The EY Item Club has stated that banks’ lending to businesses is set to rise for the first time since 2008.
The amount being lent by banks hit a peak of £575 billion back in 2008 but continuously fell for many years after that. Lending levels went up by £4.3 billion in the first five months of this year, indicating a year on year rise according to the economic group.
This only represents a growth of 0.25% however.
“With the economy growing at a steady pace and business investment set to rise at an annual average of 6.5% over the next three years, the forecast suggests that the days of lending contraction are in the past,” said the group.
The group is predicting that mortgage lending will go up by 3.8%, on average, each year from now until 2019. This is still a slower rate than before the economic crisis but represents more than double the rate that it was at between 2010 and 2014.

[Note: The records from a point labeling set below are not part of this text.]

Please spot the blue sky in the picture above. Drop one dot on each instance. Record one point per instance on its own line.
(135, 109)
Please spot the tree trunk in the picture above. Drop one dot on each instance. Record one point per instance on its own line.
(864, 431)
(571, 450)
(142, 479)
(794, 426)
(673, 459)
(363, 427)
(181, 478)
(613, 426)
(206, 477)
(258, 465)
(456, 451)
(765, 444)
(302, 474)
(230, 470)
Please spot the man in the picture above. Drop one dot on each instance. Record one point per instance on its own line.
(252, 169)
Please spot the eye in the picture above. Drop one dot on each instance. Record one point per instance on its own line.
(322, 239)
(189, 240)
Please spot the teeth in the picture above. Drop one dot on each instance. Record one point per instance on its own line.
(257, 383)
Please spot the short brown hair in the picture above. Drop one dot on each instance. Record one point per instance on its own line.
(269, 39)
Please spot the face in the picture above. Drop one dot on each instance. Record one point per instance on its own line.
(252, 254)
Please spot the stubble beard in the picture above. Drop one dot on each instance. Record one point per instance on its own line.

Senior economic advisor to the EY Item Club, stated:
“With homeowners set for the sixth year running of historically low borrowing costs, the demand for mortgages should continue to grow healthily, albeit at a far from spectacular pace.
“But while a low interest rate environment is good news for consumers, the prospect of a further year of squeezed interest margins is not what the banks were hoping for.”
EY UK head of banking and capitals market, Omar Ali, said:
“Consumer credit finally turned the corner in 2014, and now business lending will hopefully follow suit.”
“The rising demand from businesses for new loans is good news for the banks, but the June drop in net lending shows how vulnerable they are to bigger businesses, with access to alternative sources of finance such as bonds, paying off overdrafts in preparation for rising interest rates.”